Embodiment 47:3-(4-chloro-phenyl-)-2,3,4,7,8,9-six hydrogen chromenes are [7,8-e] [1,3] oxazine also
According to embodiment 41 methods, to be reacted by 8-hydroxychroman and formalin, 4-chloroaniline, column chromatography for separation obtains 3-(4-chloro-phenyl-)-2,3,4,7,8, and 9-six hydrogen chromenes are [7,8-e] [1,3] oxazine white solid, yield: 35% also.MS?m/z(M)301.77。
1HNMR(CDCl
3):δ2.04(2H,m),2.55(2H,m),4.61(2H,s),3.94(2H,m),6.00(2H,s),6.46(2H,d),6.53(2H,d),7.09(2H,d)。

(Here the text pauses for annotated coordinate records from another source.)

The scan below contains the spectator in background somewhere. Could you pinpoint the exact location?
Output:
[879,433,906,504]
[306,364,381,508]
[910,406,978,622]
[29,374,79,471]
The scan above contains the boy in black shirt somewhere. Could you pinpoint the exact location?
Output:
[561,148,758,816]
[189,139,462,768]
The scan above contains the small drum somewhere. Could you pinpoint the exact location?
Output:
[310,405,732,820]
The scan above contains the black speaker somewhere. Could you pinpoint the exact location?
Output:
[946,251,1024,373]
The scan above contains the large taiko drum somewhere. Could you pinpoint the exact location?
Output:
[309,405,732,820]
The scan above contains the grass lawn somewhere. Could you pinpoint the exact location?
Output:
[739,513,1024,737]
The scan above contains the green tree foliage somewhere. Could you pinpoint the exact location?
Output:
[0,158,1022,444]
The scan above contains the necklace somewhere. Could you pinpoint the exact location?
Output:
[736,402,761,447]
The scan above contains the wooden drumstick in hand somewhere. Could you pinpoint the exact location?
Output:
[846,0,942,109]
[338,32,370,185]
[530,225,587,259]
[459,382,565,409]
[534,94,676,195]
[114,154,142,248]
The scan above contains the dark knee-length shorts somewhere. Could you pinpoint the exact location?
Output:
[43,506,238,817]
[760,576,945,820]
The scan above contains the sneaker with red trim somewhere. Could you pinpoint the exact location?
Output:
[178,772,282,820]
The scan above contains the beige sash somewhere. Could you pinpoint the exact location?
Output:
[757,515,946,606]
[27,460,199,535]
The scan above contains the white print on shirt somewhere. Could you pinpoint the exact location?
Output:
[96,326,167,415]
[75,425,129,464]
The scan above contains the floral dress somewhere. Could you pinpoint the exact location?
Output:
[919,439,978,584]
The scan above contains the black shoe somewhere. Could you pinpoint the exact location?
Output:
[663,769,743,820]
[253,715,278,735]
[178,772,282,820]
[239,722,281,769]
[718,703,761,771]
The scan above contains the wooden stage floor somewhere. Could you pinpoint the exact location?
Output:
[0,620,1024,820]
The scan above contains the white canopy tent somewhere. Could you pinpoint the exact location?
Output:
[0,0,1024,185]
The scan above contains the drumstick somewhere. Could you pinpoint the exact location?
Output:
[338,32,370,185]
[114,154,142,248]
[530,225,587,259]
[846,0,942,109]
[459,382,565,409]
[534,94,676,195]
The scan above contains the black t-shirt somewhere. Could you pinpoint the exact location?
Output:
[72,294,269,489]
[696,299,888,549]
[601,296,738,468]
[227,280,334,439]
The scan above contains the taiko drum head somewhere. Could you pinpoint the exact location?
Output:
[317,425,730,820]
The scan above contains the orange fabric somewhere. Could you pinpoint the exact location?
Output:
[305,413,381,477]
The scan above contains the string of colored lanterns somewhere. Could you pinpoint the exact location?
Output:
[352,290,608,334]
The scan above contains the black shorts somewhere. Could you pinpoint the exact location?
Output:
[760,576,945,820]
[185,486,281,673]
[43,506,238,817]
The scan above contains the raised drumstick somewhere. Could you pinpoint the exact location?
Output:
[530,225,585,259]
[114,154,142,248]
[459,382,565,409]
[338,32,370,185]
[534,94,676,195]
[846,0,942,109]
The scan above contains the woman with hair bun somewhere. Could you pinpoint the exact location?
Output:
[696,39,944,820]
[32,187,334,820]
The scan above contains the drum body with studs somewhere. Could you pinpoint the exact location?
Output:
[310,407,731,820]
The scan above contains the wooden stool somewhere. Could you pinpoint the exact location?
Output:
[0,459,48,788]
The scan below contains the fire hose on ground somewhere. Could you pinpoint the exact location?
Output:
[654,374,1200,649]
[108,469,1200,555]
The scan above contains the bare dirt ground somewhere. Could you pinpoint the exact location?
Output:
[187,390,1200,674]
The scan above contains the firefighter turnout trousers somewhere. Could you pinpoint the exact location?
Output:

Embodiment 48:3-(4-p-methoxy-phenyl)-2,3,4,7,8,9-six hydrogen chromenes are [7,8-e] [1,3] oxazine also
According to embodiment 41 methods, to be reacted by 8-hydroxychroman and formalin, 4-anisidine, column chromatography for separation obtains 3-(4-p-methoxy-phenyl)-2,3,4,7,8, and 9-six hydrogen chromenes are [7,8-e] [1,3] oxazine white solid, yield: 37% also.MS?m/z(M)297.35。
1HNMR(CDCl
3):δ2.04(2H,m),2.55(2H,m),3.73(3H,s),4.61(2H,s),3.94(2H,m),6.00(2H,s),6.46(2H,d),6.48(2H,d),6.59(2H,d)。
Following indefiniteness embodiment explanation is used for the prescription of different topical modes.In the prescription of percutaneous dosing, the consumption of compound is generally 0.001-0.2%w/w), preferred 0.01-0.1%w/w).
Embodiment 49: the ointment prescription
Micronization active compound 0.025g, whiteruss 10g adds soft Chinese wax to 100g.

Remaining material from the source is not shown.